Quando uma pessoa é extremamente especial não há como descreve-la, não há nenhum adjectivo que se encaixe, e é precisamente o que está a acontecer, quero escrever sobre ti, quero tentar diminuir esta dor, quero cair na realidade, mas é doloroso demais para aceitar. Só te pedia que me pudesses ter dado uma palavra, um gesto ou um sinal, qualquer coisa, de forma que estivesse à espera, mas nem tu sabias, ficou tudo no silêncio em forma de dor. Lembro-me da ultima vez que te vi, lembro-me das palavras trocadas, lembro-me tão bem daqueles teus sorrisos, ou o piscar de olho que me davas, e de momento veio-me a imagem de tudo o que se passou na sexta...

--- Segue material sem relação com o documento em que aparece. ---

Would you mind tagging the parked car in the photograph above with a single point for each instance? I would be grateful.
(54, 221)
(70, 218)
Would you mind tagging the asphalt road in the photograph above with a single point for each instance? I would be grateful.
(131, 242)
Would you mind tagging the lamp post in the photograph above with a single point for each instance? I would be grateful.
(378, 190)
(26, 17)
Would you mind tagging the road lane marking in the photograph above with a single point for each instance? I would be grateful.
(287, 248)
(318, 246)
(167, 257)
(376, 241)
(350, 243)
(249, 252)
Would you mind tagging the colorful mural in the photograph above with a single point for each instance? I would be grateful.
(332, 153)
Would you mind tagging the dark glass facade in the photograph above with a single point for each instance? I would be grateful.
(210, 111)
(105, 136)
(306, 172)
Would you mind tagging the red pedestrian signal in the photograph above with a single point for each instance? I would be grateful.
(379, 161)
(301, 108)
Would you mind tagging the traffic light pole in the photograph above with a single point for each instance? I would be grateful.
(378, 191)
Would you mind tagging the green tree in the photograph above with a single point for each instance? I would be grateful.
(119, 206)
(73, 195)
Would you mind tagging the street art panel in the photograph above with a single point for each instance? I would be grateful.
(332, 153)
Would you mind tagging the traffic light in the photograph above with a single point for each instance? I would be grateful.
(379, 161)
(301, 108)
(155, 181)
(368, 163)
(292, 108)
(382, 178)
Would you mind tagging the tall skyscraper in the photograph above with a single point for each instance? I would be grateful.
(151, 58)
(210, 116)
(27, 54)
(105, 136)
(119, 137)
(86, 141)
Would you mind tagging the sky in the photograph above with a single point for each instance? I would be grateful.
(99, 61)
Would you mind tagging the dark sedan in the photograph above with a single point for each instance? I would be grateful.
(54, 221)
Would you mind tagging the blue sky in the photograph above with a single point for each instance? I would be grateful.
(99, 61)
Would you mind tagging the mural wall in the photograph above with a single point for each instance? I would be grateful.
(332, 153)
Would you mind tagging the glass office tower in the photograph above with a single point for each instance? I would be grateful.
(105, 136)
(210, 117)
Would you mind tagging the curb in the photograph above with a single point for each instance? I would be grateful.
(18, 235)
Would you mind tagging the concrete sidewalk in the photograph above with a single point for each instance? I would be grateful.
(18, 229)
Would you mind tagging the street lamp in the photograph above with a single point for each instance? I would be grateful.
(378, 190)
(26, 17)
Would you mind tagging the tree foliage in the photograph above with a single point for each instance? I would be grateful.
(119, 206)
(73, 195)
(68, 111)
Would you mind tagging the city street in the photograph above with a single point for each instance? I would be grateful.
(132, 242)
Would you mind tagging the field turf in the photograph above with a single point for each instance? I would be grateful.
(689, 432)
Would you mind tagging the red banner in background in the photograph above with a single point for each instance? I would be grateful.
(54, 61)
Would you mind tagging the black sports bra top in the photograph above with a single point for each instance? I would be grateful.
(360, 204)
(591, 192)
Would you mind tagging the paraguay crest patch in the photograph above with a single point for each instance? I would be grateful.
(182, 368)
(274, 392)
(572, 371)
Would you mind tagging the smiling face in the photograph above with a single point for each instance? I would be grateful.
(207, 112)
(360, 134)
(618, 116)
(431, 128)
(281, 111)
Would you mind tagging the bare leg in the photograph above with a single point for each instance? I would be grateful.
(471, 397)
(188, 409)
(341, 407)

Tu não choraste porque tinhas os olhos cerrados, mas eu chorei por ti, por nós, por tudo o que passamos, e que iamos passar, sim, porque eu sei que tens um papel escrito de planos que querias fazer connosco. E um dia, quando estiver mais calma, e já tiver aceite a tua partida, irei lê-lo com toda a atenção que me pediste para fazer e tentarei fazer tudo que estiver ao meu alcance, mesmo estando longe...

Todas as noites chamo por ti, e só o silêncio me responde. Vou guardar dentro de mim a tua imagem, a memória daquilo que foste e de tudo que aprendi contigo! Não há como explicar sinto uma revolta que ainda mora dentro de mim, e ainda vai existir durante alguns tempos, como os dias são dias e as noites são noites.
Senti que te roubaram à vida num gesto brusco e cruel. O que me mais me tranquiliza é que pude olhar-te nos olhos e dizer-te que gostava muito de ti e de saber que fiz tudo que podia, dias e noites, sem pensar em ter algo em troca, só apenas o teu orgulho como tua neta. Esse adeus perdura, vive, como a tua ausência, sentida e que ainda me custa aceitar.

Estejas onde estiveres sei que olhas por mim, e eu guardar-te-ei sempre, sabes, existe um cantinho no meu coração que é só teu, eternamente teu.